Sosyal Medya

Gündem

Burak Köylüoğlu:  Trump’tan sert diplomasi

Finans ve siyaset tarihi uzmanı Burak Köylüoğlu anlattı: Trump en yapmak istiyor?

Burak Köylüoğlu:  Trump’tan sert diplomasi

Cuma günü uluslararası gündem; Oval Ofis’te yer alan ABD Başkanı Trump, ABD Başkan Yardımcısı JD Vance ile Ukrayna Devlet Başkanı V. Zelensky arasında geçen sert ve hararetli toplantı üzerinde oluşmuştu. Trump ve Vance’in epey sert sözleri dünyayı şok etti. Aslında şaşıracak bir şey yok. On yıllarca kapalı kapılar arkasında diplomasinin kadife eldiveni altında gizlenmiş yöntemler, Trump yönetimi tarafından özellikle canlı yayında kadife eldiven giymeden sergileniyor. Ne de olsa Trump hayatının en büyük başarılarından biri olan “The Apprentice” programından dolayı epey bir antremanlı.

Burak Köylüoğlu

ABD, yakın müttefiklerinde, genel stratejisine uyumlu olmayan liderleri pek sevmez. Bu konuda en güzel örnek, 1956 Süveyş Krizi sırasında ABD’nin en yakın müttefiklerine karşı tutumudur.

 

Mısır Süveyş Kanalı’nı millileştirmesi sonrasında Fransa ve İngiltere gizli bir pakt oluşturarak, İsrail’i Mısır’a karşı savaşa itmişti.
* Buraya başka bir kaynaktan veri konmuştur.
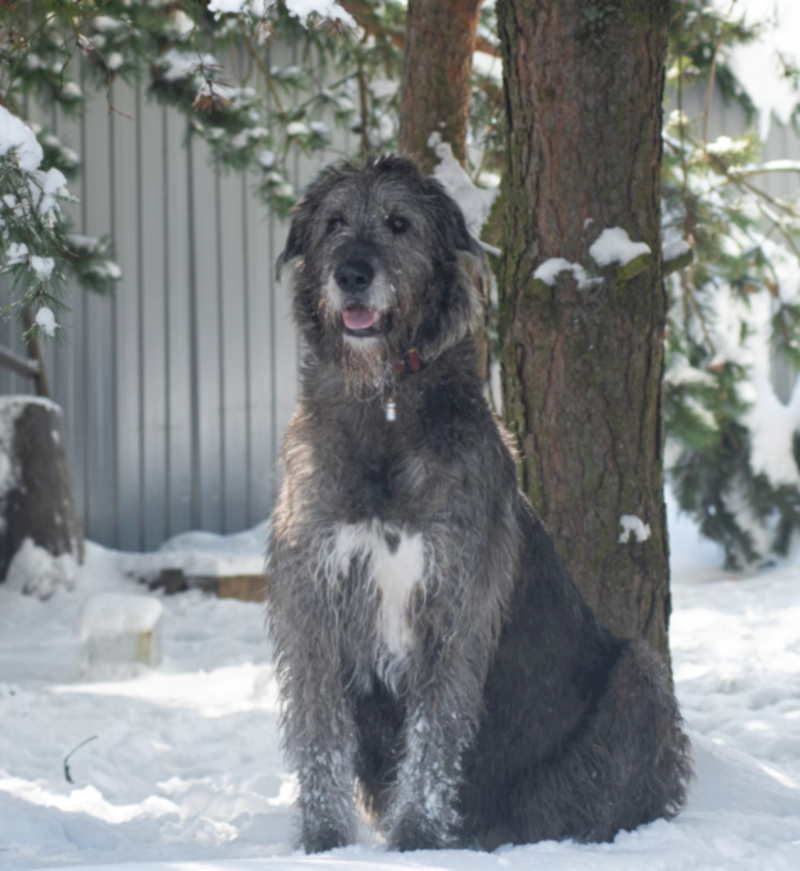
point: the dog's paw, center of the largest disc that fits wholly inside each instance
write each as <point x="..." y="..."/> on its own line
<point x="320" y="839"/>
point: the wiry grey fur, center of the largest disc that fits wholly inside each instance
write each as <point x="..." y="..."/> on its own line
<point x="431" y="647"/>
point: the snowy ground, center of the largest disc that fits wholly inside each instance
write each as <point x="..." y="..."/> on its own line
<point x="186" y="771"/>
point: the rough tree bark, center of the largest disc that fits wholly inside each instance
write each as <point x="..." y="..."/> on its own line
<point x="437" y="75"/>
<point x="35" y="492"/>
<point x="582" y="366"/>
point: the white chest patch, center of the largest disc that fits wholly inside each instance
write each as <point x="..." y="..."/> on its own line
<point x="395" y="563"/>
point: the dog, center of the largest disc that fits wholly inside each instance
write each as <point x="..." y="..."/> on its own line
<point x="431" y="647"/>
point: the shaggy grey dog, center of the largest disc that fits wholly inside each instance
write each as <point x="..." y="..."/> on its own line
<point x="431" y="647"/>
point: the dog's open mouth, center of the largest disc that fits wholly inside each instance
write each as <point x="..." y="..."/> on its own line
<point x="360" y="320"/>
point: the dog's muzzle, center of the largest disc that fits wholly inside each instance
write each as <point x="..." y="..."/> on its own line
<point x="354" y="277"/>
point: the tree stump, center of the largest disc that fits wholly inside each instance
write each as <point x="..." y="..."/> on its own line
<point x="36" y="499"/>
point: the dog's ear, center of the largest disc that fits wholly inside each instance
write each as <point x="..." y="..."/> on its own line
<point x="454" y="224"/>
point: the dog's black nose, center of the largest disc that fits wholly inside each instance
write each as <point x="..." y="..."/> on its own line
<point x="354" y="275"/>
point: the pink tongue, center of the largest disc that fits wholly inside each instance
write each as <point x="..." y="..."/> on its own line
<point x="359" y="317"/>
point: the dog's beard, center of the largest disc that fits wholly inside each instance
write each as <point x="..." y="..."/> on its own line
<point x="366" y="366"/>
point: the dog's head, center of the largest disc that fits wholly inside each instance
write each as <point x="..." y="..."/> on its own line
<point x="385" y="263"/>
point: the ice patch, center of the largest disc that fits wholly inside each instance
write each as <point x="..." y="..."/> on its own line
<point x="475" y="202"/>
<point x="45" y="317"/>
<point x="614" y="245"/>
<point x="549" y="270"/>
<point x="633" y="525"/>
<point x="36" y="572"/>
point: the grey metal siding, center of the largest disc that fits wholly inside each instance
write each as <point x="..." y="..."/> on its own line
<point x="176" y="389"/>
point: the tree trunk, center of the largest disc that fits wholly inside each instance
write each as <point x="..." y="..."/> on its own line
<point x="36" y="496"/>
<point x="582" y="365"/>
<point x="437" y="76"/>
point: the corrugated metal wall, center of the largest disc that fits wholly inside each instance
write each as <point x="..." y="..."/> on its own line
<point x="176" y="390"/>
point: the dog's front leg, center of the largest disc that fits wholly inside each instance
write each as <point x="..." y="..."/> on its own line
<point x="318" y="727"/>
<point x="444" y="702"/>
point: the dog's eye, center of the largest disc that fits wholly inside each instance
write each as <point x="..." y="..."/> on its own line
<point x="397" y="224"/>
<point x="334" y="223"/>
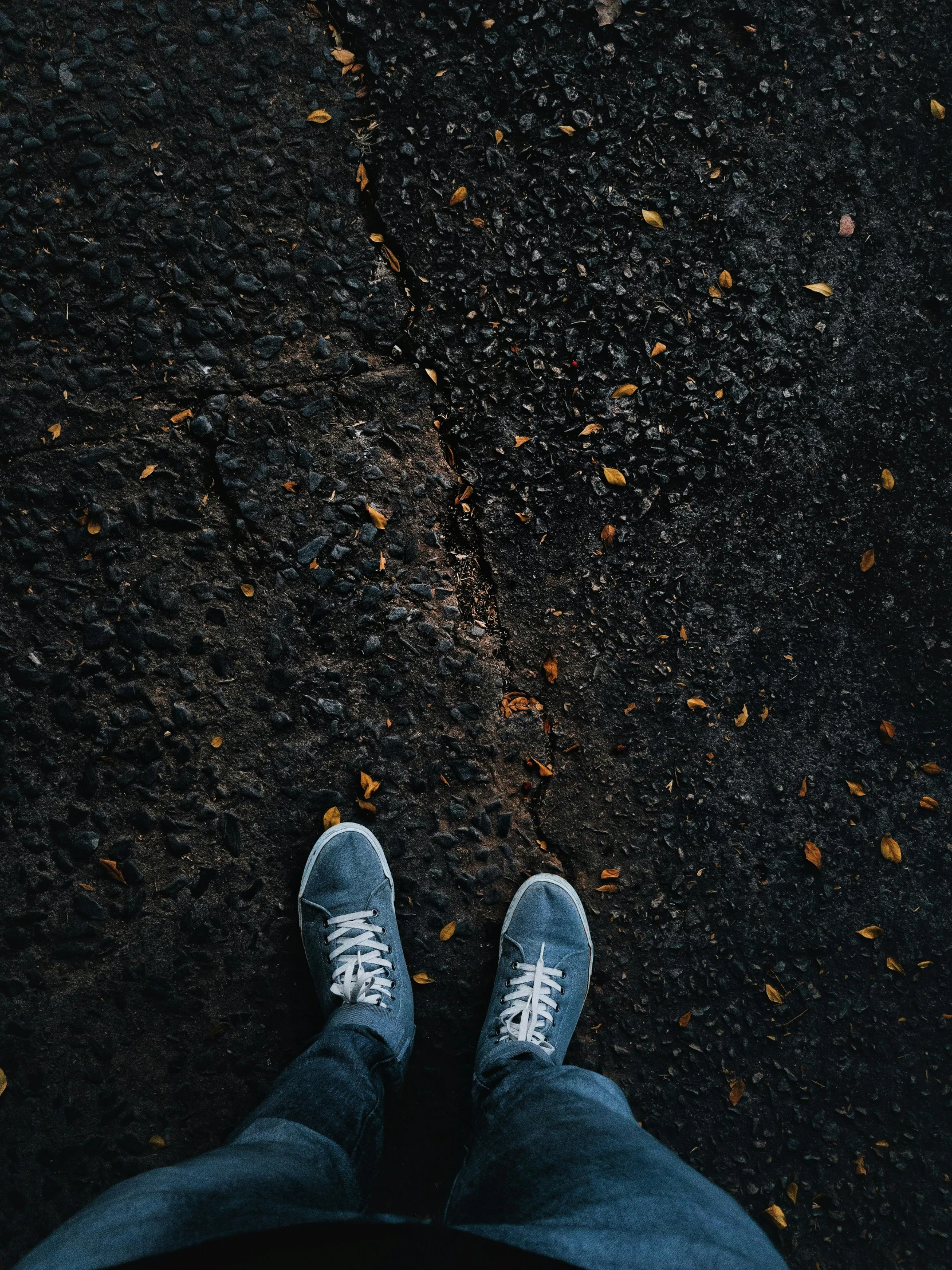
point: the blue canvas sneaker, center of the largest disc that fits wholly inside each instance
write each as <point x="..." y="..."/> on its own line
<point x="545" y="966"/>
<point x="349" y="931"/>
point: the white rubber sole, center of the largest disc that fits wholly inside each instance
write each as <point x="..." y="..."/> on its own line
<point x="344" y="827"/>
<point x="555" y="880"/>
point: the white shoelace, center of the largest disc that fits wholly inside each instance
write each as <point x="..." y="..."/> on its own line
<point x="361" y="971"/>
<point x="531" y="1005"/>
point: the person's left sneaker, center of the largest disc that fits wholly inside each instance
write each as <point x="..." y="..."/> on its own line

Savaşı bahane eden Fransız ve İngiliz birlikleri Port Said’i ele geçirmiş ve Süveyş Kanalı’nı 24 saat içinde işgal edecek duruma gelmişlerdi. İngiliz ve Fransız “gölge donanması” ve hava gücü, İsrail’in Sina Yarımadası’nda, Kanal’a doğru taarruzunu kolaylaştırıyordu.

 

ABD Başkanı Eisenhower kendisine danışılmadan yapılan bu harekata sert bir tepkide bulunacaktı. Sovyetler Birliği’nin bölgeye askeri müdahale tehdidi ardından, Amerikalılar; İngiliz-Fransız-İsrail güçlerinin derhal bölgeden çekilmesini talep etti. İlk yanıt olumsuzdu.

 

 

İngiltere’ye açılan Amerikan kredileri donduruluverdi. İngilizler bu dönemde süregelen yüksek dış ticaret açığı nedeni ile IMF desteğine ihtiyaç duyuyordu. Ancak IMF İngiltere’nin acil fonlama talebini reddecekti. Süveyş Kanalı kapandığı için İngilizler petrol sıkıntısı çekiyordu. Amerikalılar petrol sevkiyatını da durdurmuştu. Diğer NATO ülkeleri de İngiltere ve Fransa’ya petrol sevkiyatını kesecekti. ABD’nin talimatı ile Suudi Arabistan da petrol ambargosuna başlamıştı. İngilizler, petrole ulaşmak için Bahreyn ve Katar’ı işgal etmeyi dahi düşünmeye başlamıştı.

 

Amerikalılar açık bir şekilde, piyasada İngiliz sterlinini ve devlet tahvillerini satacaklarını muhataplarına iletince, İngiltere pes edecekti.

 

Amerikan yönetimi İsrail’e de işgal ettiği Sina Yarımadası ve o dönemde Mısır’ın kontrolünde olan Gazze’den çekilmesi veyahut sonuçlara katlanmasını belirtecek, İsrail işgali sonlandırmak zorunda kalacaktı. İngiliz ve Fransız komandoları ise utanç içinde Port Said’i tahliye edecekti.

 

Süveyş Krizi bir dönüm noktasıdır. İngiltere bu vakadan sonra, ABD’nin en önemli stratejik ortağı olmayı tercih edecekti.

 

Amerikan yönetimi, olası bir Sovyet askeri müdahalesini engellemek için, Süveyş’te en yakın müttefiklerine karşı demir yumruğunu göstermişti. Şimdi de aynı vakanın modern versiyonunu görüyoruz. Bu örnek aslında kadim bir sözü hatırlatıyor.

 

“Bazı şeyler değişir ancak bazı şeyler hiçbir zaman değişmez.”